3. In particular, since a large number of open (61.1%) and also a smaller number of laparo-endoscopic (9.4%) recurrent repair procedures were not performed in accordance with the recommendations of the guidelines, the question arises as to how the outcomes compare with the respective repair procedures carried out in compliance with the guidelines.

If recurrent repair is conducted as per the guidelines, laparo-endoscopic repair is associated with fewer intraoperative and postoperative complications and with a lower re-recurrence rate. No difference was found for the pain rates. Multivariable analysis demonstrated especially for the postoperative complications the impact of repair as per the guidelines.

Comparison of open recurrent repair conducted on compliance versus non-compliance with the guidelines revealed fewer postoperative complications and complication-related reoperation rates as well as a lower re-recurrence rate following repair as per the guidelines. On the other hand, the risk of pain at rest and on exertion was higher on compliance with the guidelines. Multivariable analysis revealed that the postoperative complications were only affected by age but not by the use of a repair procedure in accordance with the guidelines. Matters were different for pain at rest and pain on exertion. For the latter, multivariable analysis confirmed that repair as per the guidelines exerted a significantly negative effect on onset of pain at rest and pain on exertion. However, multivariable analysis as well as an additional analysis demonstrated that a small defect size had the greatest impact on the risk of pain at rest and pain on exertion. Likewise, a higher BMI negatively impacted the risk of pain at rest and pain on exertion. Although recommended in the guidelines, patients with a small defect size and a higher BMI have a higher risk of pain at rest and exertion following open repair of a recurrence after a previous laparo-endoscopic inguinal hernia repair. Therefore, sufficient diagnostic work-up of a small recurrence as cause of groin pain is mandatory.
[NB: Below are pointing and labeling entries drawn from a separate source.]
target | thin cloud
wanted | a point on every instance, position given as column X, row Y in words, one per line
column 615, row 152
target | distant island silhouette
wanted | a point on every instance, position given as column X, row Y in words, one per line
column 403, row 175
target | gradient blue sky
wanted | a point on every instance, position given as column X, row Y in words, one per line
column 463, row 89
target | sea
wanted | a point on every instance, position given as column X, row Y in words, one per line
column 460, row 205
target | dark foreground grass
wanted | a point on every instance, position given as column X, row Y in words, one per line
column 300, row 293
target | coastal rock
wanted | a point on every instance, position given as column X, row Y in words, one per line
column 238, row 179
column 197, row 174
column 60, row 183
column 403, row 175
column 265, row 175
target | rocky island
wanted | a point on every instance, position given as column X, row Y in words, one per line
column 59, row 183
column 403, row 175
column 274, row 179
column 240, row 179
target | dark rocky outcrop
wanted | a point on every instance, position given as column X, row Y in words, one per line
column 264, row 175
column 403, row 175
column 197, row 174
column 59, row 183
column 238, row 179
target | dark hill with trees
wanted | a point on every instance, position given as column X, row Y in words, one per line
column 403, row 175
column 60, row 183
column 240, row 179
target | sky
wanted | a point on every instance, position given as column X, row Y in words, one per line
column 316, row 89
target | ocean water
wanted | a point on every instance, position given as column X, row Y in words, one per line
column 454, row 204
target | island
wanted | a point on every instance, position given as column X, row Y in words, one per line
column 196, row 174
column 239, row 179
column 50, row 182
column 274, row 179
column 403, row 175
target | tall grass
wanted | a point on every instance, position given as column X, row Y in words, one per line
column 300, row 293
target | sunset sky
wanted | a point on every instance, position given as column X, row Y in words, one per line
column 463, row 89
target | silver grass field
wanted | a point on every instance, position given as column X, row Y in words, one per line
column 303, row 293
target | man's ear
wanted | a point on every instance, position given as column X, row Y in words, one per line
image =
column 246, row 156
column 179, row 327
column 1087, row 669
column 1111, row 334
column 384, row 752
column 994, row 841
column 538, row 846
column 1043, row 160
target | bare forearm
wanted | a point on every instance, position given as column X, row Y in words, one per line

In summary, it can be stated that in the Herniamed Registry (1) 90% of the laparo-endoscopic and only 40% of open recurrent inguinal hernia repair operations are carried out in accordance with the EHS guidelines; (2) comparison of laparo-endoscopic with open recurrent repair conducted in accordance with the guidelines demonstrated that open recurrent repair as per the guidelines was associated with a higher risk of pain at rest and pain on exertion on 1-year follow-up; and (3) finally, comparison of recurrent repair procedures on compliance versus non-compliance with the guidelines showed that both laparo-endoscopic and open repair operations that did not comply with the guidelines presented a higher risk of perioperative complications and re-recurrences. As such, the recommendations set out in the EHS guidelines should be implemented, but considering the specific circumstances of a given patient.